One of the most fascinating discoveries for me when learning osteopathy and posturology was the interaction between the occlusion and just about any other sensory and/or motor system.
Most recently, scientists set out to study the association, if any, between foot posture and dental malocclusions, in the sagittal plane, in children.
189 children aged 6 to 9 years old were studied.
It was in 1991 that researcher Valentino used electromyography to reveal a functional relationship between mastication muscles and leg muscles. And what if this relationship went both ways? Indeed, several studies have reported that biomechanical dysfunction of the trunk or lower extremities, involving core stability, hip range of motion, and foot posture, are related to, of all things, elbow injuries.
When it comes to occlusion issues, values as high as 70% are brought forward when speaking of reported values of malocclusion and if it’s true that most of the published literature on the topic makes the link between the occlusion and the head/neck position, one can think that this is actually a two way street.
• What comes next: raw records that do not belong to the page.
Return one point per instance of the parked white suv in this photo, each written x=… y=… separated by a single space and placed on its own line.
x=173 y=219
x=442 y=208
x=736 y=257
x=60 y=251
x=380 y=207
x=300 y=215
There are many risks to take into consideration when discussing malocclusions:
- Structural disorders for temporal occlusion;
- Premature loss of temporary molars or other temporary teeth;
- Inadequate hygiene.
Alterations in dentofacial aesthetics, chewing, breathing, speech as well as physical and psychological balance has been associated with malocclusions in children.
When studying 189 children, in the context of this study (https://journals.lww.com/md-journal/Fulltext/2018/05110/Relationship_between_foot_posture_and_dental.44.aspx), results suggest there may be a strong relationship between foot posture and footprint parameters.
More specifically, what was seen is that, on one hand, there could be a relationship between the Clarke angle and the foot posture index (FPI). Of interest is also the fact that the Clarke angle tends to decrease as Angle classification increases from Class I to III, whereas the FPI is greater as Angle classification increases from Class I to III.